The New York Fed’s Alternative Reference Rates Committee (ARRC), which is sponsoring the event, said the first webinar in the series – “The SOFR Symposium: The Final Year” – will focus on progress in transitioning away from LIBOR (the London Interbank Offered Rate) and on areas such as the loan market where progress in the transition has been slower.
The first webinar, which runs for two hours and gets underway at 1:30 p.m. ET on March 22, is also scheduled to consider such topics as LIBOR “endgame” announcements, latest SOFR developments, and 2021 priorities.
LIBOR is widely used by financial institutions as a reference rate for adjustable-rate mortgages and other loan contracts. It is being phased out as a reference rate because the transactions it is based on don’t occur as often as they did in prior years. Regulators have said that production of LIBOR cannot be guaranteed after the end of 2021.
The ARRC is the sponsor of an alternative rate to LIBOR, the Secured Overnight Financing Rate (SOFR). That alternative rate is based on transactions in the Treasury repurchase market. It is seen as preferable to U.S. dollars (USD) LIBOR since it is based on data from observable transactions rather than on estimated borrowing rates (sometimes the case with LIBOR).

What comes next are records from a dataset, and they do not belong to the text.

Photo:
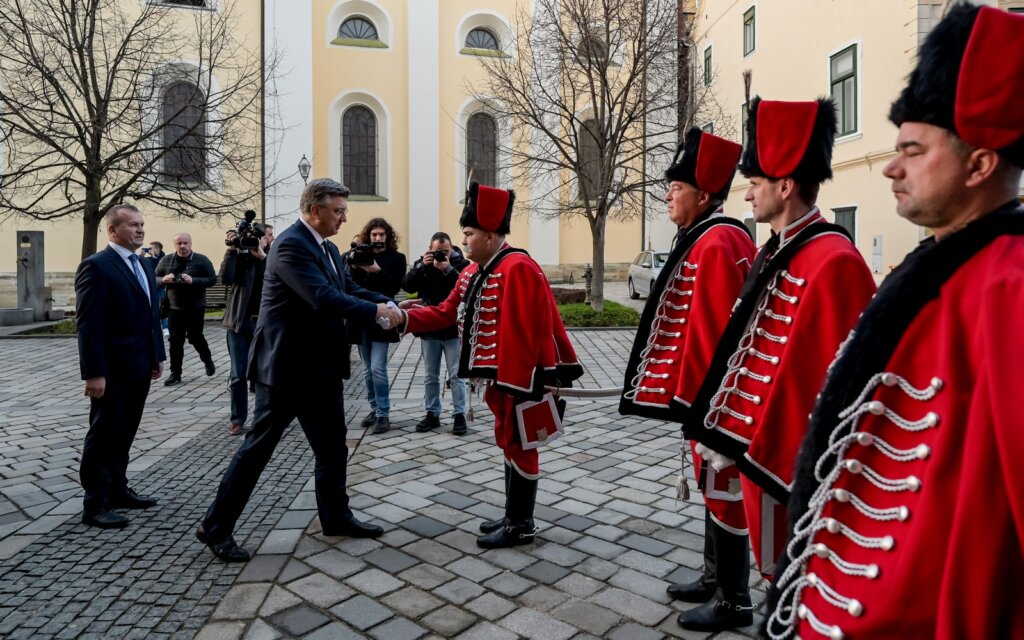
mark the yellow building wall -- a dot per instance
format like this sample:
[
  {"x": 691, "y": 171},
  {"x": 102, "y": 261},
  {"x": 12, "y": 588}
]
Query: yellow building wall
[{"x": 62, "y": 238}]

The first webinar will feature keynote remarks by Randal K. Quarles, the Federal Reserve Board’s vice chair for supervision, who has been somewhat outspoken on the need to move away from LIBOR and toward other reference rates (including SOFR).
The event will also feature a moderated discussion by chairs of the U.S. and UK working groups, ARRC Chair Tom Wipf and Sterling Working Group on Risk-Free Reference Rates Chair Tushar Morzaria.
The webinar is open to the public and press, but capacity is limited, according to the ARRC. Viewing is on a first-come, first-serve basis, the group said; for those who register after capacity has been reached, a recording will be available shortly afterward on the ARRC’s website.